Note that this procedure differed from that of experiment 3, in which
control rats received context exposure. Because context exposure
constitutes context extinction and because we were particularly concerned in this experiment that intra-amygdala DCS infusions might be
associated with neurotoxicity, we wanted to ensure that any loss of
fear-potentiated startle after intra-amygdala infusions could
unambiguously be attributed to amygdala damage.
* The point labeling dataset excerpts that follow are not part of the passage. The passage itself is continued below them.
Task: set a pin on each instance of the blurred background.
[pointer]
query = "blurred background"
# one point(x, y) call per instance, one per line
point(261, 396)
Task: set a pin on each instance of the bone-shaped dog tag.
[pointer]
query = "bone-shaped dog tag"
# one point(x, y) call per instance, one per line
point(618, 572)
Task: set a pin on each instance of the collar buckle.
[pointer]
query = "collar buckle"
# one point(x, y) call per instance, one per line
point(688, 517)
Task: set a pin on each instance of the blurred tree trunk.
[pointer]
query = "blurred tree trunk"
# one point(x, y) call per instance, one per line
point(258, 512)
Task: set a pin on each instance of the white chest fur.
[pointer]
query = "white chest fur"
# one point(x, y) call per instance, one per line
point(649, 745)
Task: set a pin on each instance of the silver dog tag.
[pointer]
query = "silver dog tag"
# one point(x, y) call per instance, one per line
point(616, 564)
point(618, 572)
If, for example,
control rats that had received context extinction showed a reduction of
CS-elicited fear, it would be unclear whether this was attributable to
a DCS-induced lesion or instead to an unintended effect of context
extinction on fear to the visual CS. Rats in all groups were tested 24 hr later without drug infusions.
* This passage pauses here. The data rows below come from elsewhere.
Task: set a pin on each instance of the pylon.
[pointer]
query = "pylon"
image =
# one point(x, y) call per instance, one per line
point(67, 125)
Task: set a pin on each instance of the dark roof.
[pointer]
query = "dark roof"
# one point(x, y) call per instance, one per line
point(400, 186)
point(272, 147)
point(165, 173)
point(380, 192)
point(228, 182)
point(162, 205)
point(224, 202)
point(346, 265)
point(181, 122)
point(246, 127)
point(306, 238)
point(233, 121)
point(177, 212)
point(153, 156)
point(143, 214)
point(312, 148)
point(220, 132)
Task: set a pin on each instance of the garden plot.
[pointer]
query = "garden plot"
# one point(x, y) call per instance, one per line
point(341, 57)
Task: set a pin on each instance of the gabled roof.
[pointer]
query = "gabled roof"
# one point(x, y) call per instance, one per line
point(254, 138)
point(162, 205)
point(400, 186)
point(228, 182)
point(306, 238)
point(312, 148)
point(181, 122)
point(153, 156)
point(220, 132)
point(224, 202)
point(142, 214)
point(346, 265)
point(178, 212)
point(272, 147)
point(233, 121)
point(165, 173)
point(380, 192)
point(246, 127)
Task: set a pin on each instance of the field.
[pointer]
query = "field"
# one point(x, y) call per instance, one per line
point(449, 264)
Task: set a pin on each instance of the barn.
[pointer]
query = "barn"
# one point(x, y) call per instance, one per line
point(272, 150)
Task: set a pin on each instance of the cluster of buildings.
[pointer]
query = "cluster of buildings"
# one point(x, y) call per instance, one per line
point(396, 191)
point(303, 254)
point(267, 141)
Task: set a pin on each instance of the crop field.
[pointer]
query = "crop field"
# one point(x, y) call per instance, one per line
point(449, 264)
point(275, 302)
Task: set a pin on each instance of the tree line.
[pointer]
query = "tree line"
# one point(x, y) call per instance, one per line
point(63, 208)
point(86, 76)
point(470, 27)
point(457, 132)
Behavioral data for 10 rats were excluded because the placements for
these rats were located outside of the amygdala; as a result
n = 9 for the PBS plus extinction group,
n = 9 for the DCS plus extinction group,
n = 4 for the PBS plus no extinction group, and
n = 4 for the DCS plus no extinction group. Placements for the remaining rats are shown in Figure
6, and the behavioral results are shown
in Figure 7. ANOVA indicated a
significant treatment (DCS vs PBS) × training (extinction vs no
extinction) interaction (F(1,22) = 5.05). Fear-potentiated was significantly lower in rats that received
intra-amygdala DCS infusions before extinction training compared with
rats that received intra-amygdala PBS infusions before extinction
training (t(16) = 2.49) and was also
significantly lower than in rats that received DCS without extinction
training (t(11) = 2.36).
Fear-potentiated startle was not significantly different in rats that
received PBS versus DCS infusions and no extinction training. The
latter result suggests that the effect of DCS in rats that received
extinction training is not attributable to neurotoxic DCS effects
insofar as this would have disrupted fear-potentiated startle in both
groups. In fact, fear-potentiated startle was unusually high in
nonextinguished rats that received DCS infusions. This was primarily
attributable to a single rat with a percent increase score of 465%.
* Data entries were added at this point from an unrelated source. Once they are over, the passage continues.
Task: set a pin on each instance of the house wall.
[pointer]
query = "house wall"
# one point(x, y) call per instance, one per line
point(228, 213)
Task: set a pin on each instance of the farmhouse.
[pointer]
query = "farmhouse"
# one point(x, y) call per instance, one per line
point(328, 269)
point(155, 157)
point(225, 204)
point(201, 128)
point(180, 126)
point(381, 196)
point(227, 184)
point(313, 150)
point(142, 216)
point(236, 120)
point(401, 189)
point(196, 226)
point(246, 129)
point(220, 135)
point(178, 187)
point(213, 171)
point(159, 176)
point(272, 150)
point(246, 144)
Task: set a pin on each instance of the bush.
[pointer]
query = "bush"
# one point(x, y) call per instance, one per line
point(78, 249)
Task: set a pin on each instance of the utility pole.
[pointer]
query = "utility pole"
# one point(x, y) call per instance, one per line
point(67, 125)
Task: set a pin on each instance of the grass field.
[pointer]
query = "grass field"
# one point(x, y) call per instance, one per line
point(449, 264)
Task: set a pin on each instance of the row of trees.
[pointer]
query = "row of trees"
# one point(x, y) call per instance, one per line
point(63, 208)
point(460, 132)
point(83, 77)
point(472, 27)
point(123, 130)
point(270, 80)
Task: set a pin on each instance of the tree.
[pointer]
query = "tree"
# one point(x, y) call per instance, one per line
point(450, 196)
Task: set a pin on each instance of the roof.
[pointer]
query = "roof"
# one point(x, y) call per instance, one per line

Even with this outlier excluded, fear-potentiated startle was not
significantly different in rats that received PBS versus DCS infusions
and no extinction training. As before, however, fear-potentiated
startle was significantly lower in rats that received intra-amygdala
DCS infusions before extinction training compared with rats that
received intra-amygdala DCS infusions without extinction training
(t(10) = 2.34).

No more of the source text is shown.